Fusions-Hin und -Her. Die Sonnewalder Stadtverordneten wollen eine Studie, die die Vor- und Nachteile einer solchen Zusammenarbeit mit dem Amt Kleine Elster prüfen sollte, nicht zur Hälfte mitfinanzieren. Damit ist der Fahrplan, die Stadt ab 1. Januar 2012 zur fünften Kommune im Amt Kleine Elster zu machen, durchkreuzt. Ende des Monats rudern die Sonnewalder zurück und wollen ihre Ablehnung zur Fusionsstudie noch einmal überdenken.

Neue musikalische Note. Das Eröffnungskonzert zum ersten Finsterwalder Kammermusikfestival geht am 1. April erfolgreich über die Bühne. Das Bläserquintett Ménage á Cinq sorgt im Saal des Logenhauses für ein besonderes Musikerlebnis. Vier weitere hochkarätige Konzerte folgen bis Monatsende.

Tankstelle ausgeraubt. Die Tankstelle an der Bundesstraße in Lieskau wird am 3. April zum Schauplatz eines schweren Raubes. Zwei maskierte Personen betreten den Verkaufsraum und erbeuten mit vorgehaltener Pistole die gesamten Einnahmen - eine dreistellige Summe. Die Täter flüchten.

Brandstifter gefasst. Die Polizei macht einen 28-jährigen Mann dingfest, der in Sonnewalde von Januar bis März mindestens vier Brände gelegt hat. Der Sachschaden war nie hoch, aber die Gefahr, dass Schlimmeres hätte passieren können, groß. Einmal brannte es nahe eines Wohnhauses.

In die Bonner Zentrale. Am 13. April bekommt das Werk Doberlug-Kirchhain der Heeresinstandsetzungslogistik (HIL) GmbH - einer der größten Arbeitgeber der Region - einen neuen Werkleiter. Peter Beuckmann folgt Alfred Eden, der nach fast sechs Jahren in der Lausitz in die Bonner Zentrale der HIL GmbH wechselt. Er hat entscheidenden Anteil daran, dass das Doberluger Werk fit für die Zukunft ist.

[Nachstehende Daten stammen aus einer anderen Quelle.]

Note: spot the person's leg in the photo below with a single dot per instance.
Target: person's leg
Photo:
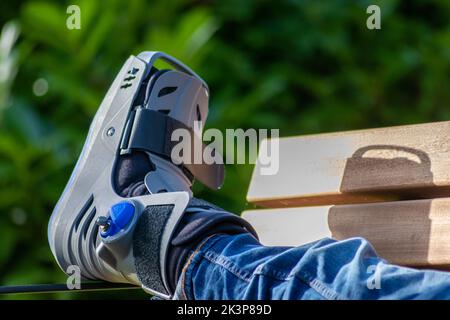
(239, 267)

Schulsterben befürchtet. "Im Amt Kleine Elster droht ein Schulsterben" titelt die Finsterwalder Rundschau am 15. April. Möglicherweise wird von den drei Grundschulen in Massen, Sallgast und Crinitz am Ende nur noch eine übrig bleiben. Mit diesem Szenario erschrecken Gerald Boese vom Staatlichen Schulamt in Cottbus und Marlis Eilitz vom kreislichen Schulverwaltungsamt Eltern, Lehrer und Kommunalpolitiker in Massen.

Blickfang Altar. Mit Hilfe der Ostdeutschen Sparkassenstiftung, der Sparkasse Elbe-Elster und weiteren Förderern ist der Altar der Frankenaer Kirche aus dem Jahr 1696 wieder zum Blickfang geworden. Rund 25 000 Euro hat dessen Restaurierung gekostet.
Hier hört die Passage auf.